In Italy, where chili is a staple, 23,000 people were monitored over eight years. Among those who ate chili at least four times a week, researchers found that the risk of death from a heart attack was 40 percent lower. As for the risk of dying from a stroke, it was more than 50 percent lower, according to the study published on the Journal of the American College of Cardiology.
Researchers found that the benefits of eating chili applied to different diets. "Someone can follow the healthy Mediterranean diet, someone else can eat less healthily, but for all of them, chili pepper has a protective effect," said study lead author Marialaura Bonaccio.
However, other experts pointed out that there may be other factors involved, according to CNN Philippines.
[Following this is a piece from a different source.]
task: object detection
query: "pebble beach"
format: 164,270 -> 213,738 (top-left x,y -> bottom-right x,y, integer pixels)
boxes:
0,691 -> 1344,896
Nutrition researcher Ian Johnson said chili may be a marker of another factor that has not been accounted for, which the study does acknowledge.
Dietitian Duane Mellor also said, "It is plausible [that] people who use chilies, as the data suggests, also used more herbs and spices, and as such [are more] likely to be eating more fresh foods including vegetables.”
In any case, eating chili is good for you—not only is it full of vitamins and minerals, but it’s also a great way to make meals tastier. At the moment, though, prices are up because of the recent typhoons. Chili or siling labuyo can cost P350 to P700 per kilo as of December 19, according to GMA News.